Key Insight: A fishbone diagram for a single defect can surface causes across four or five categories simultaneously. Addressing only the most obvious branch while leaving others unexamined is what produces partial improvement rather than resolution.

When to Use the Fishbone Diagram

The fishbone diagram is not the right tool for every manufacturing problem. Understanding when it adds the most value prevents wasted investigation time.

Problems Best Suited to Fishbone Analysis

The fishbone diagram is most effective when:

  • The problem has multiple suspected contributing factors across different operational domains
  • The causal structure is unknown or uncertain and needs to be mapped before investigation can narrow
  • Previous single-cause corrective actions have not resolved the problem, suggesting a multi-causal situation
  • The problem involves interactions between equipment, materials, methods, and human factors simultaneously
  • A team-based structured investigation is needed to build shared understanding of a complex problem

When 5 Whys Is More Appropriate

The 5 Whys method is more efficient when the problem has a clear linear causal structure and the team has a well-founded hypothesis about which causal domain contains the root cause. Using a fishbone diagram for a simple problem with an obvious causal domain adds process overhead without adding investigative value.

Combining Both Tools

The most effective approach for complex manufacturing problems is to use the fishbone diagram to map all potential causes and then apply 5 Whys to the highest-priority branches. This combination produces the breadth of the fishbone with the depth of the 5 Whys, and it is the approach recommended in both ISO quality management standards and lean manufacturing practice.

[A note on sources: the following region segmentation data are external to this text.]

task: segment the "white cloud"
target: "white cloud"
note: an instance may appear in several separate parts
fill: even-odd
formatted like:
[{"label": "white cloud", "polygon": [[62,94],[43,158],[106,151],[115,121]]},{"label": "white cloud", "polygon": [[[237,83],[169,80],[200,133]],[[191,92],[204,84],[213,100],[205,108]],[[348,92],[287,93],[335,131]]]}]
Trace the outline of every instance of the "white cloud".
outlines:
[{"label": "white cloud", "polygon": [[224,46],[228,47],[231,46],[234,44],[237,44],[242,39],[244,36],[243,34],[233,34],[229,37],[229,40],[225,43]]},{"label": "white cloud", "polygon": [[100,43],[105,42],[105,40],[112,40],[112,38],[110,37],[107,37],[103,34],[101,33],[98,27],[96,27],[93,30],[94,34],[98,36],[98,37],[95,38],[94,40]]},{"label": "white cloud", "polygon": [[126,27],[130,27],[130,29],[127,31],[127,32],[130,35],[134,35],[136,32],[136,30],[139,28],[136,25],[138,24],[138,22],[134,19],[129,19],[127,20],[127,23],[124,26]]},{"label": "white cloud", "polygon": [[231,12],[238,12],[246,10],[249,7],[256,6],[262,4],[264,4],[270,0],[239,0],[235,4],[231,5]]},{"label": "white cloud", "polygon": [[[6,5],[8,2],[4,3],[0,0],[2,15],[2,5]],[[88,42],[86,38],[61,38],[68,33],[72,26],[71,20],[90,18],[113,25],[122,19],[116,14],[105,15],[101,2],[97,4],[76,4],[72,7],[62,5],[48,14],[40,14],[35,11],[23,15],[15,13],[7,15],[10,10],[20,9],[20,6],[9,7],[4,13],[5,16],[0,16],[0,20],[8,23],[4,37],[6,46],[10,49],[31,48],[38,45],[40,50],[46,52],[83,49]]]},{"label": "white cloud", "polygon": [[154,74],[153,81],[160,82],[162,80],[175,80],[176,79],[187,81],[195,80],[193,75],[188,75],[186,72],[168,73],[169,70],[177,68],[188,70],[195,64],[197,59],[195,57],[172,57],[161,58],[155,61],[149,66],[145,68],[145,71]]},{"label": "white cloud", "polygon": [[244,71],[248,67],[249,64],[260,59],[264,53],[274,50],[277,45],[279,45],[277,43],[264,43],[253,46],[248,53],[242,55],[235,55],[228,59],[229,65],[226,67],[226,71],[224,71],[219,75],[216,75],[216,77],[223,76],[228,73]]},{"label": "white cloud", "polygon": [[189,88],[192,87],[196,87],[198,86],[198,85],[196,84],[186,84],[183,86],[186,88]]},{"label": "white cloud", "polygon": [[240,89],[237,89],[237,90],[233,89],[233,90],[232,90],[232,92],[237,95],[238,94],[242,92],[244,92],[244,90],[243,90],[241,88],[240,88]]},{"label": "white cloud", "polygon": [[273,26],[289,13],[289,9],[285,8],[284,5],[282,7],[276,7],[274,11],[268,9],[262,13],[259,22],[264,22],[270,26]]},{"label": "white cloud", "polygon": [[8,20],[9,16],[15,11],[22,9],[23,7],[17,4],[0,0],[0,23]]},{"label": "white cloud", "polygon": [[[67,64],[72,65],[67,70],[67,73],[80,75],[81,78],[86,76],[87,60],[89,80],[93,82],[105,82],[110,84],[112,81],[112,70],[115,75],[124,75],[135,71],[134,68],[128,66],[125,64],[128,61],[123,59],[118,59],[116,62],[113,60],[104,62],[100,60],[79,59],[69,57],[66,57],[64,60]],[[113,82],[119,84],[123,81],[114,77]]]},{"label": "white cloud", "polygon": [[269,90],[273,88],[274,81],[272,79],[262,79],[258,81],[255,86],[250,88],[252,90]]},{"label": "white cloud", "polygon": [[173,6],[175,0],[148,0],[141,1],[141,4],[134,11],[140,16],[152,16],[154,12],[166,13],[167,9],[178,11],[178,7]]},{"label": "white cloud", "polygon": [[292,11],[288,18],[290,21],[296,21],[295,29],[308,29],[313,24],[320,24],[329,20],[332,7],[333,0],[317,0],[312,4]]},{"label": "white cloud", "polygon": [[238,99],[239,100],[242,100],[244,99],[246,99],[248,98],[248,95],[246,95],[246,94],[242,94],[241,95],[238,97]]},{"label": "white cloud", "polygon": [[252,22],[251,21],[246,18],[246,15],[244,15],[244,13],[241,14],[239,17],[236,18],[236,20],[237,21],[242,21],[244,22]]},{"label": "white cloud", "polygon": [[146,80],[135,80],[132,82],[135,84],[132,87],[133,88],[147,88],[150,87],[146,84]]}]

Key Insight: The fishbone diagram adds the most value for multi-causal problems where the causal domain is uncertain. For single-thread problems with a known causal domain, 5 Whys is faster and equally effective.

Q&A

Q: What is the difference between a fishbone diagram and a 5 Whys analysis?

A: The fishbone diagram maps all potential causes across multiple causal domains simultaneously before the investigation narrows. The 5 Whys traces a single causal thread from symptom to root cause through iterative questioning. The fishbone is a breadth tool and the 5 Whys is a depth tool. For complex problems, using the fishbone to identify which branches to investigate and then applying 5 Whys to those branches combines the strengths of both methods.

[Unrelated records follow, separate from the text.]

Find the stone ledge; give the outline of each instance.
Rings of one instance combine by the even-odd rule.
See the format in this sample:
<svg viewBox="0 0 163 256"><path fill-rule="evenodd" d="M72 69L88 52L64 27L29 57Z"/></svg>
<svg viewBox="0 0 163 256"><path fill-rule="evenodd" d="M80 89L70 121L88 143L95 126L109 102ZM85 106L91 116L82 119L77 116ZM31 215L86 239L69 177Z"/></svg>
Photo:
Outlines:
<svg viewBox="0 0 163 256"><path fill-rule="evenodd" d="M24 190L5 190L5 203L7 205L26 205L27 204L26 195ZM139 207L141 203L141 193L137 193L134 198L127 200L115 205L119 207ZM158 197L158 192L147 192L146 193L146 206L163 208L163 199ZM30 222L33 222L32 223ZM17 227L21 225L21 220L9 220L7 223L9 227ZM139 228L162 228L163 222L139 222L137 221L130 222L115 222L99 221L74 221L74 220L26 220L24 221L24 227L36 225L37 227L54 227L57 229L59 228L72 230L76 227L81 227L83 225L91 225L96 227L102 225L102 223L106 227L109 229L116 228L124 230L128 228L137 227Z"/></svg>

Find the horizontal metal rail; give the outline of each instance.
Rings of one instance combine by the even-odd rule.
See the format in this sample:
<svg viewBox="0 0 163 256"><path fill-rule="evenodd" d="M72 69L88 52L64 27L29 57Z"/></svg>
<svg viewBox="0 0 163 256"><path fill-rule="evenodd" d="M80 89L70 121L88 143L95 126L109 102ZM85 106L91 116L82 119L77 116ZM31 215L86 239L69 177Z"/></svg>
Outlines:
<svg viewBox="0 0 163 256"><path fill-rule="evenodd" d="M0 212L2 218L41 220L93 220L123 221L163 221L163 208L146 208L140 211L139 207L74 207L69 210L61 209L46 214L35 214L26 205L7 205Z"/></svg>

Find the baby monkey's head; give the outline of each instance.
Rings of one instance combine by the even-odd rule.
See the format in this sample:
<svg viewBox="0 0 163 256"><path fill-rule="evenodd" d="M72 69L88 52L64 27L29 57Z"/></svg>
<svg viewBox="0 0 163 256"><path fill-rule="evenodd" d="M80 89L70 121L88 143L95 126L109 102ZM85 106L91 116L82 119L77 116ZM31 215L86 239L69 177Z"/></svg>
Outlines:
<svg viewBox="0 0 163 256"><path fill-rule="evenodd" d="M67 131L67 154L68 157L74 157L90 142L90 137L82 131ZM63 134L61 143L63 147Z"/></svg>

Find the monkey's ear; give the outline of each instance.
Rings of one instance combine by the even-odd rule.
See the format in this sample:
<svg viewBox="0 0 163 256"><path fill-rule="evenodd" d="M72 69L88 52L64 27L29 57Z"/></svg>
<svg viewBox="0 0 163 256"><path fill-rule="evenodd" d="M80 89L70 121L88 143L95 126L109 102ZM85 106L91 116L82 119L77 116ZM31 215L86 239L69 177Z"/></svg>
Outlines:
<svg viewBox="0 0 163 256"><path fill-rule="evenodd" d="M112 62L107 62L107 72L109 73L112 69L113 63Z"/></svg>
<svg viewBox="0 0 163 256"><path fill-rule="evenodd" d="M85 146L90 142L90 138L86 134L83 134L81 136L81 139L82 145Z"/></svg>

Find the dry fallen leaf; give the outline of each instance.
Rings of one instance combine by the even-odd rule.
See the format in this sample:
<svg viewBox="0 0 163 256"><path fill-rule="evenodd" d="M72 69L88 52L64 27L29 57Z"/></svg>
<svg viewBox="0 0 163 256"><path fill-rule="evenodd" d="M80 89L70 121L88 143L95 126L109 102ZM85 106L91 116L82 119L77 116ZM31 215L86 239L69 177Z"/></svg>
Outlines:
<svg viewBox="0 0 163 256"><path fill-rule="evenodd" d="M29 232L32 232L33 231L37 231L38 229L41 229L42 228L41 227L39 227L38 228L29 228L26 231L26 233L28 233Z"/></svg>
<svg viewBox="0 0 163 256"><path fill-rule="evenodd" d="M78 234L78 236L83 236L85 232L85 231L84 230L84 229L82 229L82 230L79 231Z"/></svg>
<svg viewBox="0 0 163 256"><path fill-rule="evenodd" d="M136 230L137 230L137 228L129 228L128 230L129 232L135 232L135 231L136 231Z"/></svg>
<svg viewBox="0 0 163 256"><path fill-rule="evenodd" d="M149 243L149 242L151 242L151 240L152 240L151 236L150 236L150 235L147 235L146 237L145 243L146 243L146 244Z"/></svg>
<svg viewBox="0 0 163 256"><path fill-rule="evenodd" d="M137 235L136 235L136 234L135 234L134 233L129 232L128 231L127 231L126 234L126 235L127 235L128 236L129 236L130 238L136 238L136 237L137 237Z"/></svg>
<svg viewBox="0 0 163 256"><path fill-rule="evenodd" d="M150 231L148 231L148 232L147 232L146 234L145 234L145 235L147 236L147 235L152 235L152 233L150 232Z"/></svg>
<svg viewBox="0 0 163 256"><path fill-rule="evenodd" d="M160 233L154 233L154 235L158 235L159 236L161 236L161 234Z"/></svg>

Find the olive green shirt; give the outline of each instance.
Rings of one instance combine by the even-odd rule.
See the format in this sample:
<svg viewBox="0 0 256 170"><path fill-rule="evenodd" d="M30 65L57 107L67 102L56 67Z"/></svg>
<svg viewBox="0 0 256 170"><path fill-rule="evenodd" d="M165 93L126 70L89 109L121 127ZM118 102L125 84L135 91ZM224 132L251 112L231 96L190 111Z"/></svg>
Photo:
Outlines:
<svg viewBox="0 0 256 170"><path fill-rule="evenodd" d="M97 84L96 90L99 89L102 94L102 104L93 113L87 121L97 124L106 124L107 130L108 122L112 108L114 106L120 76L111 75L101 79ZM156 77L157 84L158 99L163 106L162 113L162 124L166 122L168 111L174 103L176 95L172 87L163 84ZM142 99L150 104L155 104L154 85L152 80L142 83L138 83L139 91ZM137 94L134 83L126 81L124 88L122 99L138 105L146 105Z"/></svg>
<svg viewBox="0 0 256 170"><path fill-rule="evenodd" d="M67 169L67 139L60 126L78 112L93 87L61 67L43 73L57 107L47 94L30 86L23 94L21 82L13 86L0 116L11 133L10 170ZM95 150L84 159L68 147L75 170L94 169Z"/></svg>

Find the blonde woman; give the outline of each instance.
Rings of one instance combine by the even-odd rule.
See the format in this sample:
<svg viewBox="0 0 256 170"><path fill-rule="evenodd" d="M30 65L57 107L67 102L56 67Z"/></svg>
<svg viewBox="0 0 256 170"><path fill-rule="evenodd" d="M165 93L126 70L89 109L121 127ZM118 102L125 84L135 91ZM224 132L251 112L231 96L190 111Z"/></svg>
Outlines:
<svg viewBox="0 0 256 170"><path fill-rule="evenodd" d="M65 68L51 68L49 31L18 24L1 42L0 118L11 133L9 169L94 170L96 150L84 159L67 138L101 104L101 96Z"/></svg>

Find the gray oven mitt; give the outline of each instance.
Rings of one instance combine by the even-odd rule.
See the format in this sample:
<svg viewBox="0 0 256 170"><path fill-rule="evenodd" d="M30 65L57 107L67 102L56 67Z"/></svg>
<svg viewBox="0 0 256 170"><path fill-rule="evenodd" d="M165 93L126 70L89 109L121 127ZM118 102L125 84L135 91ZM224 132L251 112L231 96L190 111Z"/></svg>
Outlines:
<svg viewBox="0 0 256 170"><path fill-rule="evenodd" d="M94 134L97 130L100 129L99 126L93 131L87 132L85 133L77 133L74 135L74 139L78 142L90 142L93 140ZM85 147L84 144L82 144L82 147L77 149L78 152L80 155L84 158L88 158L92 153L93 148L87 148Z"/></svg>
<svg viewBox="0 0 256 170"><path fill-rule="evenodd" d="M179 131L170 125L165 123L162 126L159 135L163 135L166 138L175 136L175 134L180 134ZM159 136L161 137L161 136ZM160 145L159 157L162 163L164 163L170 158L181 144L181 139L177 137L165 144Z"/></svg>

Q: What are the 6Ms in a manufacturing fishbone diagram?

A: The 6Ms are Machine, Method, Material, Manpower, Measurement, and Mother Nature or Environment. Each represents a distinct domain of manufacturing operations. Using all six ensures the investigation covers every system that could have contributed to the problem before drawing conclusions about which causes are most significant.

Q: How many people should be involved in building a fishbone diagram?

A: Enough people to provide knowledge across all six cause categories, typically four to eight people. A cross-functional team covering process operations, maintenance, quality, and where relevant engineering and materials provides the breadth of knowledge needed to populate all six bones with specific and accurate causes. Too few people produce blind spots. Too many produces an unmanageable session.

Q: What do you do after the fishbone diagram is complete?

A: Prioritize the branches most likely to contain the actual root cause based on available evidence, then investigate those branches using the 5 Whys method to trace from the branch-level cause to the specific root cause. The fishbone diagram is the starting point of the investigation, not the endpoint. A completed fishbone with no subsequent investigation produces a cause map but not a finding.